A common pattern in practice is to use expert review early (to catch obvious problems before investing in user testing) and user testing later (to validate the design with real users). But this sequence means that expert review findings are treated as more urgent than user testing findings, simply because they come first. Is this the right prioritisation? Could it lead to over-investment in fixing predicted problems while missing discovered problems?
When to Use Which Method
Use heuristic evaluation when:
- The design is early-stage (wireframes, prototypes)

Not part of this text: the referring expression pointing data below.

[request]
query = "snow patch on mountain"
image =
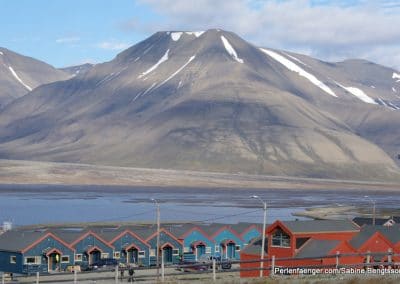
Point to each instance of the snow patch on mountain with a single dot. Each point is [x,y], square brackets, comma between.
[176,35]
[295,68]
[19,79]
[359,94]
[231,51]
[177,71]
[387,104]
[154,67]
[295,59]
[196,34]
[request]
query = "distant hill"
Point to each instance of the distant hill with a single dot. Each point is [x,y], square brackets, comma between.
[20,74]
[78,69]
[212,101]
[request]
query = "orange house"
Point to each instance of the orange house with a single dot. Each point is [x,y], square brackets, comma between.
[298,240]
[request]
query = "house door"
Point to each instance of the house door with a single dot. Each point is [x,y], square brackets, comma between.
[200,250]
[94,256]
[167,254]
[230,250]
[132,255]
[53,260]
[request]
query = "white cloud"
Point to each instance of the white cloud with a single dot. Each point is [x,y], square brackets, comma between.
[327,29]
[68,40]
[113,45]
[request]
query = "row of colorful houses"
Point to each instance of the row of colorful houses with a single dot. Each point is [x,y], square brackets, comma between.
[47,250]
[299,244]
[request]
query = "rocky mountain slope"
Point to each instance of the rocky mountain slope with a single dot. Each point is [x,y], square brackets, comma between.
[20,74]
[77,69]
[212,101]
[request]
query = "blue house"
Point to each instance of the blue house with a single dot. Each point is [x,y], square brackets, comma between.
[196,242]
[170,249]
[247,231]
[89,247]
[227,242]
[26,252]
[129,248]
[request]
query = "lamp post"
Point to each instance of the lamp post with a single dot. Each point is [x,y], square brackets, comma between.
[373,209]
[263,233]
[158,239]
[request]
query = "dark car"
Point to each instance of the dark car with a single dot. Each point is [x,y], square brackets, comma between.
[221,263]
[192,266]
[104,263]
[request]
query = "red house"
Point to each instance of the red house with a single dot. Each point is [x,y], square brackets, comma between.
[303,239]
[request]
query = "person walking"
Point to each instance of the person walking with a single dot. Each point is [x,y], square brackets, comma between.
[131,274]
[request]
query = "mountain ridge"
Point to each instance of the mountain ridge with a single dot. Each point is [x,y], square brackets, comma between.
[210,101]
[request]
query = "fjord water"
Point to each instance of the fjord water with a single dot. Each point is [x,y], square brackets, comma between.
[38,204]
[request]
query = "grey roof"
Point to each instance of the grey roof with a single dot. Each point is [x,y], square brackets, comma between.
[316,248]
[254,248]
[242,226]
[361,221]
[392,233]
[314,226]
[17,240]
[69,235]
[179,229]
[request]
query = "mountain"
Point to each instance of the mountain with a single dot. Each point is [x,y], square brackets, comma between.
[20,74]
[212,101]
[77,69]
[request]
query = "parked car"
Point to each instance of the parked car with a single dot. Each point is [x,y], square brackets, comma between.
[104,263]
[221,263]
[187,266]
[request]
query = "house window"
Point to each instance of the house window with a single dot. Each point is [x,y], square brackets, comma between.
[13,259]
[280,239]
[32,260]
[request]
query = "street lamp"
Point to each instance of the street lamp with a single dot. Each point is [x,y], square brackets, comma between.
[373,209]
[158,238]
[263,233]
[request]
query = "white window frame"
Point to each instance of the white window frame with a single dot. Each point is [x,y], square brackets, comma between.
[152,252]
[38,260]
[13,259]
[65,261]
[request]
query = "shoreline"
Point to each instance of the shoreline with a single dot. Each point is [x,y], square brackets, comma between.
[49,174]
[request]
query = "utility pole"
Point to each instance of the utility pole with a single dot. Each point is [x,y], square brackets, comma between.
[158,239]
[263,233]
[373,209]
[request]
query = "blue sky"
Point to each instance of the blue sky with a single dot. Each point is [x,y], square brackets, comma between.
[68,32]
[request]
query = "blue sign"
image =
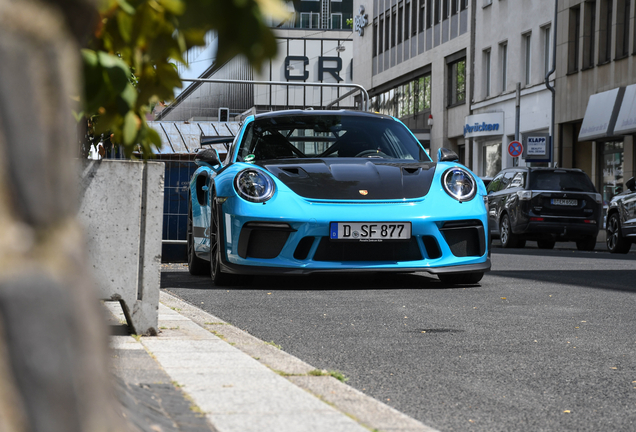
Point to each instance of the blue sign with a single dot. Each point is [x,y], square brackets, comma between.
[515,149]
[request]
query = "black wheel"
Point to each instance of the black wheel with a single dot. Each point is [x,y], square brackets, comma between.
[196,265]
[216,240]
[586,243]
[508,239]
[546,244]
[616,243]
[460,278]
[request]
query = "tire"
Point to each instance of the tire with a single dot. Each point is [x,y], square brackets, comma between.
[196,266]
[508,239]
[460,278]
[546,244]
[586,243]
[219,278]
[616,243]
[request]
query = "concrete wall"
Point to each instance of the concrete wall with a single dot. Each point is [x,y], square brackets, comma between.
[121,207]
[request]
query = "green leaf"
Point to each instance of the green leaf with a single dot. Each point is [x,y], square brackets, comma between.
[125,25]
[126,7]
[175,7]
[131,126]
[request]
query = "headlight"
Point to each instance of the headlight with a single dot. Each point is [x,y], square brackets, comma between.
[459,184]
[254,185]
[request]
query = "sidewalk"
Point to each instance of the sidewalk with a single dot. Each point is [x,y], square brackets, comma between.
[202,374]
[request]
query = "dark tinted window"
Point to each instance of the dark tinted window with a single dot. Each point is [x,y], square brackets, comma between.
[326,135]
[561,181]
[495,184]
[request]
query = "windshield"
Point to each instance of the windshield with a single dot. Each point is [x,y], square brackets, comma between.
[329,136]
[561,181]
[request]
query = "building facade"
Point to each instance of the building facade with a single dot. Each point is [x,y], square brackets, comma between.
[596,90]
[513,47]
[413,58]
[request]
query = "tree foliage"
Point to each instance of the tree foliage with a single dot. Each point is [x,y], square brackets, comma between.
[129,63]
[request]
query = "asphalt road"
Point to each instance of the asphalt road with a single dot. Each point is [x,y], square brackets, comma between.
[547,341]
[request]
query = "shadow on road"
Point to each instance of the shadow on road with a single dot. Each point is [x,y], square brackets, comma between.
[616,280]
[597,255]
[340,281]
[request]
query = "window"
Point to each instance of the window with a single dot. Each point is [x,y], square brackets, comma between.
[393,28]
[336,21]
[438,11]
[527,47]
[605,32]
[407,10]
[486,58]
[414,17]
[400,25]
[503,56]
[381,36]
[573,39]
[589,33]
[457,82]
[622,28]
[375,38]
[387,33]
[546,49]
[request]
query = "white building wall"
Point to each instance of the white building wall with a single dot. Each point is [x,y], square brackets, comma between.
[506,22]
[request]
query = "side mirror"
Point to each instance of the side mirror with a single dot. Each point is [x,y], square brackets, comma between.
[208,156]
[446,155]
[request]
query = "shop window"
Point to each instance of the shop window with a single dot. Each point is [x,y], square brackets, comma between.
[573,39]
[605,32]
[457,82]
[491,159]
[612,170]
[622,28]
[336,21]
[589,30]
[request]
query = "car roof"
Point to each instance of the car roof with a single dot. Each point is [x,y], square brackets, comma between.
[274,114]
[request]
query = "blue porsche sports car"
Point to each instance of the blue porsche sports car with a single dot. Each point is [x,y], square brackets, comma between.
[334,191]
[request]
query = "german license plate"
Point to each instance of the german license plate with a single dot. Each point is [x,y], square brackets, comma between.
[561,201]
[370,231]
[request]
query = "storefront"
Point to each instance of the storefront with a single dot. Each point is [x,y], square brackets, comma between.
[487,133]
[609,122]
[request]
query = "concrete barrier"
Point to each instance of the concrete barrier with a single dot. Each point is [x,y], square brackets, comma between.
[121,206]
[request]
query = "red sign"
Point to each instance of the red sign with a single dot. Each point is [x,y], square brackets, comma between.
[515,149]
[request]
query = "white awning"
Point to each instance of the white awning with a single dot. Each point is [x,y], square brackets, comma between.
[626,120]
[178,137]
[600,115]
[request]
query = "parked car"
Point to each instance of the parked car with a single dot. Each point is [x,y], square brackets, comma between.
[621,220]
[546,205]
[334,191]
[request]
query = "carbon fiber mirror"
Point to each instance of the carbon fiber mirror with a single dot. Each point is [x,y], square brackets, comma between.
[446,155]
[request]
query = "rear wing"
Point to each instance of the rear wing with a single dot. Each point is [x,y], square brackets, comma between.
[211,140]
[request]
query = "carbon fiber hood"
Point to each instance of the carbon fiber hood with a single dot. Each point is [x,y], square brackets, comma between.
[354,179]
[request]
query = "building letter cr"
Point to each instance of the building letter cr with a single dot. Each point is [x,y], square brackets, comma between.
[333,71]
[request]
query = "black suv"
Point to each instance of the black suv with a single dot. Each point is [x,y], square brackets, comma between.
[546,205]
[621,220]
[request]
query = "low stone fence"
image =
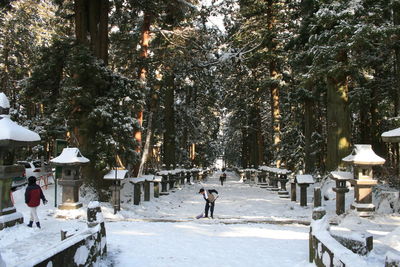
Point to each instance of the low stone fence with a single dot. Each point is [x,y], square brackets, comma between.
[329,247]
[82,248]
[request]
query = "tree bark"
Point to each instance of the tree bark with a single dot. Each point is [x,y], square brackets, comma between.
[274,89]
[91,26]
[169,120]
[309,128]
[338,121]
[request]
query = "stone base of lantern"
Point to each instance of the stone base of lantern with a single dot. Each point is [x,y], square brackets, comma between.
[363,210]
[70,206]
[10,218]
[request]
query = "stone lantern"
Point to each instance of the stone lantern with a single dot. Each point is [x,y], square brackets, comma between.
[70,160]
[11,136]
[341,178]
[363,158]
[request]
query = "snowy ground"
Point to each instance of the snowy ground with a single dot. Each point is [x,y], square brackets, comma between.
[163,232]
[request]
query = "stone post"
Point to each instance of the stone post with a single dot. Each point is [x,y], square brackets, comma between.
[293,196]
[8,214]
[317,197]
[156,189]
[146,190]
[341,190]
[116,196]
[70,183]
[303,194]
[188,177]
[136,193]
[164,185]
[95,217]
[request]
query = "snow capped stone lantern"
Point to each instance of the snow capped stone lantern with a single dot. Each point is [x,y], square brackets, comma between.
[11,136]
[70,160]
[363,158]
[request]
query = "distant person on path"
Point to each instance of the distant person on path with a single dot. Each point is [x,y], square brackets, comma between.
[33,195]
[222,178]
[210,201]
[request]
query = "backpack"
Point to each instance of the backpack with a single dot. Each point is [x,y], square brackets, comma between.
[211,197]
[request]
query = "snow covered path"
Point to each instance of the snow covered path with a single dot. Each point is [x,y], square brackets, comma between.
[198,244]
[237,201]
[163,231]
[205,242]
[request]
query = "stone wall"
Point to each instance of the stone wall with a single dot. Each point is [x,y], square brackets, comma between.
[83,248]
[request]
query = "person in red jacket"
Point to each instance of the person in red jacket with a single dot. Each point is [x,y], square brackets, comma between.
[33,195]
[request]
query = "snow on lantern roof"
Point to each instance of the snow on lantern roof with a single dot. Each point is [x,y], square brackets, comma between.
[363,155]
[4,103]
[70,156]
[341,175]
[116,174]
[11,133]
[392,136]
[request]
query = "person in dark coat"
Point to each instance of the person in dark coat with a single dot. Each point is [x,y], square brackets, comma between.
[33,195]
[210,201]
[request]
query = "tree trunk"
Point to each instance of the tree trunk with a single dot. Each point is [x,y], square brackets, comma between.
[91,26]
[396,22]
[144,43]
[245,150]
[309,128]
[338,121]
[274,89]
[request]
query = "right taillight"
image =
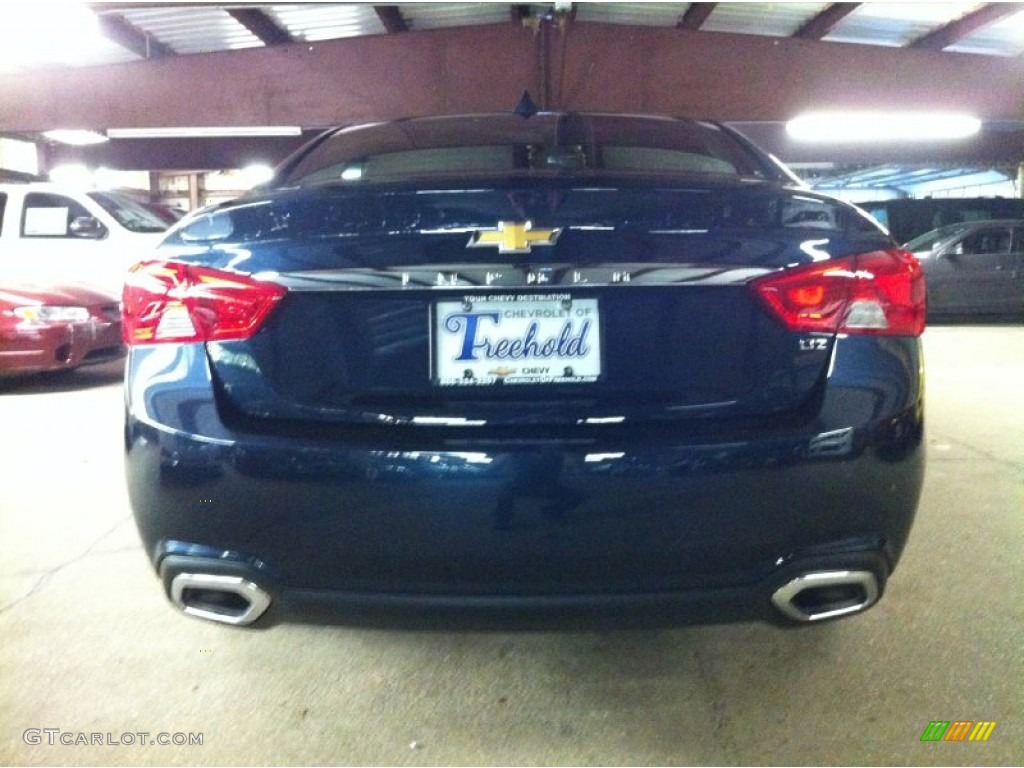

- Budget or time constraints prevent user testing
- You need a quick assessment of a competitor's product
- You want to identify low-hanging fruit before user testing Use cognitive walkthrough when:
- Learnability is a primary concern (new users, infrequent use)
- The task flow is complex and sequential
- You want to evaluate whether a specific task can be completed without training Use user testing when:
- You need to validate that the design works for real users
- Quantitative metrics (task time, completion rate, satisfaction) are needed
- The design is at a stage where user feedback can still influence changes
- You want to discover problems that experts cannot predict Use multiple methods when:
- The stakes are high (safety-critical systems, high-traffic consumer products)
- The budget allows iterative evaluation
- You want the most comprehensive assessment possible
Key Takeaways
- Heuristic evaluation uses trained evaluators and established principles to identify usability problems without user involvement. Use 3–5 evaluators for adequate coverage.
- Cognitive walkthrough focuses on learnability by tracing task steps and asking whether a new user would succeed at each step.
- Expert review is faster and cheaper than user testing but identifies different (overlapping) problems and is subject to evaluator expertise and bias.
- Severity ratings based on impact and frequency prioritise remediation efforts.
- Expert review and user testing are complementary; the strongest evaluation programmes use both.
Further Reading
- Nielsen, J., & Molich, R. (1990). Heuristic evaluation of user interfaces. Proceedings of CHI '90, 249–256.
- Nielsen, J. (1994). Heuristic evaluation. In J. Nielsen & R. L. Mack (Eds.), Usability Inspection Methods (pp. 25–62). John Wiley & Sons.
- Wharton, C., Rieman, J., Lewis, C., & Polson, P. (1994). The cognitive walkthrough method: A practitioner's guide. In J. Nielsen & R. L. Mack (Eds.), Usability Inspection Methods (pp. 105–140). John Wiley & Sons.
- Hertzum, M., & Jacobsen, N. E. (2003). The evaluator effect: A chilling fact about usability evaluation methods. International Journal of Human-Computer Interaction, 15(1), 183–204.
- Jeffries, R., Miller, J. R., Wharton, C., & Uyeda, K. (1991). User interface evaluation in the real world: A comparison of four techniques. Proceedings of CHI '91, 119–124.